Благодаря своей славе непризнанного шахматного гения и постоянному клиенту жены-пенсионерки Фишерле пользовался под "Идеальным небом" одной большой привилегией: ему разрешалось вырезать из журналов и оставлять себе все напечатанные там шахматные партии, хотя эти журналы, пройдя через полдесятка рук, передавались через несколько месяцев в другое, еще более замызганное заведение. Но Фишерле отнюдь не хранил эти квадратные бумажки. Он разрывал их на мелкие клочки и с отвращением выбрасывал в унитаз. Он жил всегда в величайшем страхе, что кто-нибудь потребует какую-нибудь партию. Он сам вовсе не был убежден в своей значительности. Истинные ходы, которые он утаивал, заставляли его умную голову горько задумываться. Поэтому он ненавидел, как чуму, чемпионов мира.
— Что вы думаете, если бы у меня была стипендия, — сказал он сейчас Кину. — Человек без стипендии — это же урод. Я двадцать лет жду стипендии. Вы думаете, я чего-то хочу от своей жены? Покоя хочу я и хочу стипендии. Переезжай ко мне, сказала она, я тогда был еще мальчишка. Ай, сказал я, зачем Фишерле баба? А что тебе нужно, сказала она, покоя с ней не было. Что мне нужно? Мне нужна стипендия. Из ничего ничего и не выйдет. И дела без капитала вы не начнете. Шахматы тоже деловая область, почему они не должны быть делом? Покажите мне, что не деловая область! Хорошо, сказала она, если ты переедешь ко мне, ты получишь стипендию. Теперь я вас спрошу, вы понимаете это вообще? Вы знаете, что такое стипендия? На всякий случай я вам это скажу. Если вы знаете, так это не повредит, а если не знаете, так это совсем не повредит. Слушайте: стипендия — это красивое слово. Это слово взято из французского языка и означает то же самое, что еврейский капитал!

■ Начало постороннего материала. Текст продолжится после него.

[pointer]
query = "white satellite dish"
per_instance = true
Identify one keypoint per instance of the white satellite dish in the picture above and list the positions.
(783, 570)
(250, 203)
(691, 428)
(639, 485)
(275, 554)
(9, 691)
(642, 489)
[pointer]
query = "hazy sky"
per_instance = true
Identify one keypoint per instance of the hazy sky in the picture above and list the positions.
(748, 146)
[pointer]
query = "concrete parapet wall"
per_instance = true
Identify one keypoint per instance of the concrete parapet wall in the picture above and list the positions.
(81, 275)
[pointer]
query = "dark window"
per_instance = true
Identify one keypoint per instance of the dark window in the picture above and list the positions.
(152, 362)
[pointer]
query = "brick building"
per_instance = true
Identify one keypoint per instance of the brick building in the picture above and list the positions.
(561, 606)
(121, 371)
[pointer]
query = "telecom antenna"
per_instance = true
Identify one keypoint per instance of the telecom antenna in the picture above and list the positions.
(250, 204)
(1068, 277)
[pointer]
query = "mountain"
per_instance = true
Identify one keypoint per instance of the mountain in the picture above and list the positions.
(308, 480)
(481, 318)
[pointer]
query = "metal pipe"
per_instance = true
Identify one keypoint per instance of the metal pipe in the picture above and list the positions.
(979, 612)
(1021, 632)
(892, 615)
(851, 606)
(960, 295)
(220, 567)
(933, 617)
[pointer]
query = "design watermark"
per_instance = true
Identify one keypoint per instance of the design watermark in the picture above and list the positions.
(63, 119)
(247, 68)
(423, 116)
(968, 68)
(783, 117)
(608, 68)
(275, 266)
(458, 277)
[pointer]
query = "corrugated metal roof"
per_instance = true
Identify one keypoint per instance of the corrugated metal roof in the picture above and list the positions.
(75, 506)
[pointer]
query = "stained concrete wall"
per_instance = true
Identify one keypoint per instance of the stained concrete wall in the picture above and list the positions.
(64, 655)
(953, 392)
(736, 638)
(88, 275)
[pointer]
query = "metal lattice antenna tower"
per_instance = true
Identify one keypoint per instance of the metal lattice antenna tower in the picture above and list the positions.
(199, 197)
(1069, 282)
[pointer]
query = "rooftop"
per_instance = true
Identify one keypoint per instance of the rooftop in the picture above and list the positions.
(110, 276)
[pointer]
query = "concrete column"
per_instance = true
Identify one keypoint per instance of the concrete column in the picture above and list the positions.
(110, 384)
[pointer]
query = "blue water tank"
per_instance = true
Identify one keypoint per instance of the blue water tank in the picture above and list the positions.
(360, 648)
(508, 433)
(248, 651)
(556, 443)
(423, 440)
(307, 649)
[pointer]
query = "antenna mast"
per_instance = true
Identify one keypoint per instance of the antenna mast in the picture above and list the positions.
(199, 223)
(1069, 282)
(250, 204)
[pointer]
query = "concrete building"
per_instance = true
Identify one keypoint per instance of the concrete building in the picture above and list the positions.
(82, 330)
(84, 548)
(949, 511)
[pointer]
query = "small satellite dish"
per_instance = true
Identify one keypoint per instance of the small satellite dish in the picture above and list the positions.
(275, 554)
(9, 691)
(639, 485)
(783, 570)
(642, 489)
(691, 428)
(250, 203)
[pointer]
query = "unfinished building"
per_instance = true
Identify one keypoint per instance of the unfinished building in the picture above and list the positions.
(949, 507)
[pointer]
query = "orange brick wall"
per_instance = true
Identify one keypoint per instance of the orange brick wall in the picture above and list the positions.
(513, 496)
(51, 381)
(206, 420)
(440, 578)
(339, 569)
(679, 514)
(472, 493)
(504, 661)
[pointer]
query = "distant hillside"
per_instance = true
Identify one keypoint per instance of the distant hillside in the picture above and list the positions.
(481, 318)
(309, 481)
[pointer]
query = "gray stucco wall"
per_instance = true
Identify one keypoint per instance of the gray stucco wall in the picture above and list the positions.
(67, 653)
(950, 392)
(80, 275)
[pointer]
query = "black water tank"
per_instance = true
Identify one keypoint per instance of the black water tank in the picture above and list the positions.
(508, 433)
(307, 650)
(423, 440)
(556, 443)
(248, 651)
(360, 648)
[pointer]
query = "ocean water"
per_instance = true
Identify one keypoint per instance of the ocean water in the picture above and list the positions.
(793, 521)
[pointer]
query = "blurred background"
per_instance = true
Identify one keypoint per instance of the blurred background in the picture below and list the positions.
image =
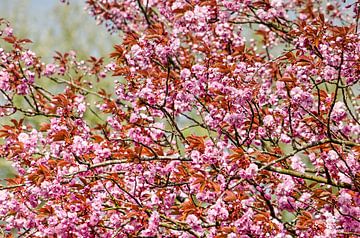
(54, 26)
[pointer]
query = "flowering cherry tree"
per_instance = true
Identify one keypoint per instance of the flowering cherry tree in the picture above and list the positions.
(230, 118)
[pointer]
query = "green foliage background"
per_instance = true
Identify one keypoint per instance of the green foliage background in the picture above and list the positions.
(53, 26)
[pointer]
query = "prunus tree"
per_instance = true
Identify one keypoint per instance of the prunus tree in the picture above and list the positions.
(230, 118)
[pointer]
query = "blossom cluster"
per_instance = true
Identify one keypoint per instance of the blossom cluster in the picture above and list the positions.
(209, 133)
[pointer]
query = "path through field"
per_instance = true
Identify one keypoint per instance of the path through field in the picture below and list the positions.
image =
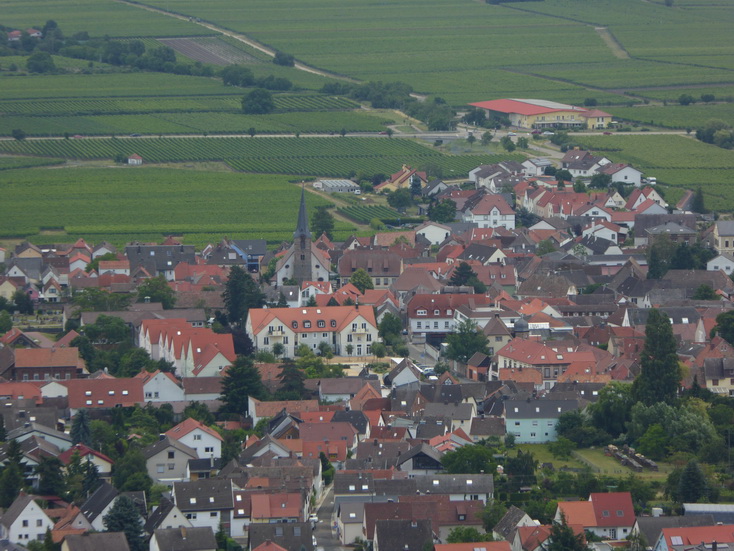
(241, 37)
(613, 44)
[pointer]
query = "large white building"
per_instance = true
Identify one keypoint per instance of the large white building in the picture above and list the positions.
(338, 326)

Кин сглотнул воздух. По их этимологии вы узнаете их. Ну и заведение. Он сглотнул воздух и промолчал. Это было самое лучшее, что он мог придумать в таком вертепе. Фишерле сделал совсем маленькую паузу, чтобы посмотреть, как подействовало на его визави слово «еврейский». Ведь как знать? Мир кишит антисемитами. Еврей всегда настороже перед смертельными врагами. Карлики-горбуны, а тем более такие, которые все-таки выбились в сутенеры, наблюдатели внимательные. Глоток, сделанный Кином, не ускользнул от Фишерле. Он истолковал его как признак смущения и с этой минуты считал Кина евреем, хотя тот вовсе им не был.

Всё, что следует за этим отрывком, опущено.